Each week for a year is represented with a different design and mindful thoughts to accompany your painting. For example, week 5 is the Peace Wreath Mandala. We are told that “Each one has to find his peace from within” and this particular design symbolizes every step we take to reach that peace.
Week 32 is entitled Feel. It reminds us of the times we feel good and the times we feel bad. Unlike most of the others, it is only red, white and black. The weekly designs are inspirational and beautiful. I can imagine restful hours of painting that will enable you to slip into mindful thoughts. Too often we are bombarded with noise, the hustle and bustle of everyday life and electronic devices. Maybe a little inspiration and creativity will help renew and rejuvenate your spirit.
If you don’t want to search out stones, consider using paper instead. You could easily create all of these designs on small or large pieces of paper. If you choose to use paper, you might want to use pens or pencils instead of paints. However you approach these beautifully inspirational designs I am sure you will enjoy the peace and serenity you will experience while creating them.

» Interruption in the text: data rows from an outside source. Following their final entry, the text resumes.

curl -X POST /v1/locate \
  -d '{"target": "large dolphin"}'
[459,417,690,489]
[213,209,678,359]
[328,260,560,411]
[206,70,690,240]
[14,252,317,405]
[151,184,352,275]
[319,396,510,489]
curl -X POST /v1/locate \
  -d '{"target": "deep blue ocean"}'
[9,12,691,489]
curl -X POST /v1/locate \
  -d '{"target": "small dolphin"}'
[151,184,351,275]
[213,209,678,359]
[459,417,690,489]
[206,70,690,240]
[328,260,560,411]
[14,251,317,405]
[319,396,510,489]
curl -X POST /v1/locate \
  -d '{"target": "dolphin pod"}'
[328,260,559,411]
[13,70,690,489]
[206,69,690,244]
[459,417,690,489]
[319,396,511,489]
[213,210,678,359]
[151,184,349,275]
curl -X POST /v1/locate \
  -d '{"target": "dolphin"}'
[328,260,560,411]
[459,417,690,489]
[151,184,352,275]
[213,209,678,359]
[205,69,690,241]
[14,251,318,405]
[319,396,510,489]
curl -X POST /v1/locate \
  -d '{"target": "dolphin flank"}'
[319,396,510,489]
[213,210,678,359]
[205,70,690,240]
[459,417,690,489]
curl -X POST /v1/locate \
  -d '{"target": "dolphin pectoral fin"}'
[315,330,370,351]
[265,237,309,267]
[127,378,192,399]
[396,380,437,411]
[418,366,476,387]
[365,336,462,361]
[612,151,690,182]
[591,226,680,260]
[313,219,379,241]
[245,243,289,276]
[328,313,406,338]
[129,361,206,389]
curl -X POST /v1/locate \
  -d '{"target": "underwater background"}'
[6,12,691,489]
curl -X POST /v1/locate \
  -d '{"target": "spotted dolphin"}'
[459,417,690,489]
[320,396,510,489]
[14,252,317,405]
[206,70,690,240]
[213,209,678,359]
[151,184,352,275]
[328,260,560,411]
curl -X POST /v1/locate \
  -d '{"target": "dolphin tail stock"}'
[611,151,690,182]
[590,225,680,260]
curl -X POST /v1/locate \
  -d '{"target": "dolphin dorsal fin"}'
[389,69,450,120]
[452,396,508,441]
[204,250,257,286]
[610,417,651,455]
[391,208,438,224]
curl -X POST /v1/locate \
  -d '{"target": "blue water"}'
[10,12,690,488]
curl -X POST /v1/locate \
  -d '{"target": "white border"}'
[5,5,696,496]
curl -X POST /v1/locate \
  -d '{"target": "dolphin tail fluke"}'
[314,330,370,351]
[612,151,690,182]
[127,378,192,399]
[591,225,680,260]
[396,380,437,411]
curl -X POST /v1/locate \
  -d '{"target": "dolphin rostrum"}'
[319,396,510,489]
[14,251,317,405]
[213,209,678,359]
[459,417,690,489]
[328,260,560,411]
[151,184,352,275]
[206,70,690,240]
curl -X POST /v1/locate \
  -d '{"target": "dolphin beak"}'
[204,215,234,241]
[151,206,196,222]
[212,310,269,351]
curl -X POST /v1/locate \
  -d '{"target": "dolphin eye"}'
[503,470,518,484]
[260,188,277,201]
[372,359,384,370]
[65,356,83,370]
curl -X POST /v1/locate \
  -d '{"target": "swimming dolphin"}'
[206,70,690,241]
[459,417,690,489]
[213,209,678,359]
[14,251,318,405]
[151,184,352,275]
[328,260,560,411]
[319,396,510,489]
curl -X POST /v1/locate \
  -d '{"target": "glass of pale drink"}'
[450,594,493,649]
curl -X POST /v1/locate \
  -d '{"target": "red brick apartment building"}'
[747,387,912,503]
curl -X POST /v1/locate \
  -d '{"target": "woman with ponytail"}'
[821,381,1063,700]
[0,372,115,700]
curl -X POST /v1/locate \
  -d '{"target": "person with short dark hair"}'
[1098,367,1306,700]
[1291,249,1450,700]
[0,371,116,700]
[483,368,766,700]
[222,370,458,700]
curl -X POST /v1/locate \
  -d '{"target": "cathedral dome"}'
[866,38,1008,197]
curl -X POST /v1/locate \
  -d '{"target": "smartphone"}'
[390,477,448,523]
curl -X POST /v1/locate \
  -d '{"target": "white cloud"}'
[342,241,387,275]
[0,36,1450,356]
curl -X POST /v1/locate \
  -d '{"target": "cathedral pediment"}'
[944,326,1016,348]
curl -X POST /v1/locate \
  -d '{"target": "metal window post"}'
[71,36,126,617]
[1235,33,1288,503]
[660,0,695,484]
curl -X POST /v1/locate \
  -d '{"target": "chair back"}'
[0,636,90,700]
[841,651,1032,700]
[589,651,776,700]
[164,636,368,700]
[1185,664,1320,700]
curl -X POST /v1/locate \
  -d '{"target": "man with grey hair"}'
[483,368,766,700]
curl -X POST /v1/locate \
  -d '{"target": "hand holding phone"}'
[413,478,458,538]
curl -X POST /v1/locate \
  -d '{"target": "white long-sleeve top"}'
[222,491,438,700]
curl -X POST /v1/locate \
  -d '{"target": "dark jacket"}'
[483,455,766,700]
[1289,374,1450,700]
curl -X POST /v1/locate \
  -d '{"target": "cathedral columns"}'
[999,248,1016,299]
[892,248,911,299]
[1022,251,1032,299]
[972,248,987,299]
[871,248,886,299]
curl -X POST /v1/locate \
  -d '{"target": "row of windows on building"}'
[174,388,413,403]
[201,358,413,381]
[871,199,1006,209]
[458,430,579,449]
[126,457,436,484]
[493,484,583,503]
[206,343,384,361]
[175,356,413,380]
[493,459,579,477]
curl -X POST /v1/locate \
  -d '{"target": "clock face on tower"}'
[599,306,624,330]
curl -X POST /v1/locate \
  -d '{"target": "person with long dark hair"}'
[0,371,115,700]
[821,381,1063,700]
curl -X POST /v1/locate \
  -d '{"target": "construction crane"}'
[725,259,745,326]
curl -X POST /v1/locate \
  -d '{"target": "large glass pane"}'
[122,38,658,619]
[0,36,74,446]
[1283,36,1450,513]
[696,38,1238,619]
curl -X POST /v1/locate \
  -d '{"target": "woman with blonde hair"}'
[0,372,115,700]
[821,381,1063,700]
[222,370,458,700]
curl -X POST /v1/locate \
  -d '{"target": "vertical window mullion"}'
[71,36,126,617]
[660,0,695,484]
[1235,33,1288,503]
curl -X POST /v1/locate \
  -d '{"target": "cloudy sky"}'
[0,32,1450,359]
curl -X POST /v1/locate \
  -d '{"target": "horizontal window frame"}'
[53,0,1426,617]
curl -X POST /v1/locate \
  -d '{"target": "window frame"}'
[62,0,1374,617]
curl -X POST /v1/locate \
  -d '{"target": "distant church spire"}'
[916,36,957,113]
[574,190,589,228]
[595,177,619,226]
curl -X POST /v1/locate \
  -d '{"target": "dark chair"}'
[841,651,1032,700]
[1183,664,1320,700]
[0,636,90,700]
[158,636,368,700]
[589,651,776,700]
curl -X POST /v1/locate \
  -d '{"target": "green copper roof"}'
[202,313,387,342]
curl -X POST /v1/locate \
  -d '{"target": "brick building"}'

DISCLOSURE OF MATERIAL CONNECTION: I have a material connection because I received a review copy from Dover Publications in exchange for a fair and honest review. Copyright © 2019 Laura Hartman
Art Studio Secrets
By: Majorie Sarnat
How are you creative? Before you say to yourself you are not an artist or creative, think again, outside the box this time. What is your medium? Mine is words and yarn, because writing and knitting allows me to express myself. So, back to you – are you a gardener, baker or woodworker? Then you are an artist. Would you like to become better at what you do or create paintings, sculptures and other works of art? Lucky for us New York Times bestselling author Marjorie Sarnat has compiled over 300 tips and tricks to help you develop your skills as an artist, using many different mediums.
Art Studio Secrets inspires and informs the readers in an easy to read format. While most of the information in the book is aimed at adults, here are some tips that are appropriate children. Each kid-friendly tip is marked as such. You and your budding artist will enjoy spending time with each other. Creativity always trumps electronics. One of my favorite kid tips is using a plastic ice cube tray to hold acrylic paints. This cuts down on messes, keeps the colors separate and can be covered so the paint can be used again within a few days.
Each tip is a paragraph or two in length and organized in chapters for your convenience. All are titled to catch your eye. Such as “Size Matters”, “It’s Good to be Negative” and “Make Things Look Shiny”. Just reading though the tips you will become excited to put paint to paper or pull out a pencil and sketch.
While reading Art Studio Secrets, I found out that dating back to the 1600’s artists created trading cards. Meant to be given away and not sold, they are the size of baseball cards. In the 1990’s Artist Trading Cards (ATCs) began creating cards that are signed, dated original mini works of art. Ms. Sarnat suggests creating them with your kids to use as Christmas tree decorations. Giving them as gifts would delight grandparents. They would also make the perfect Christmas gift tag that can be cherished by the recipient instead of tossed out with the wrappings.
Even if creating something inspired by this amazing art book is just a few minutes of relaxation for you, never to be seen by anyone else that is okay. I firmly believe that art feeds your soul no matter what medium you choose and it doesn’t matter if it is just for you or to be shared with others. Ms. Sarnat will enlighten and inspire you with ideas and information. Wake up the artist that lives within you and your children by reading this book.
DISCLOSURE OF MATERIAL CONNECTION: I have a material connection because I received a review copy from Dover Publications in exchange for a fair and honest review.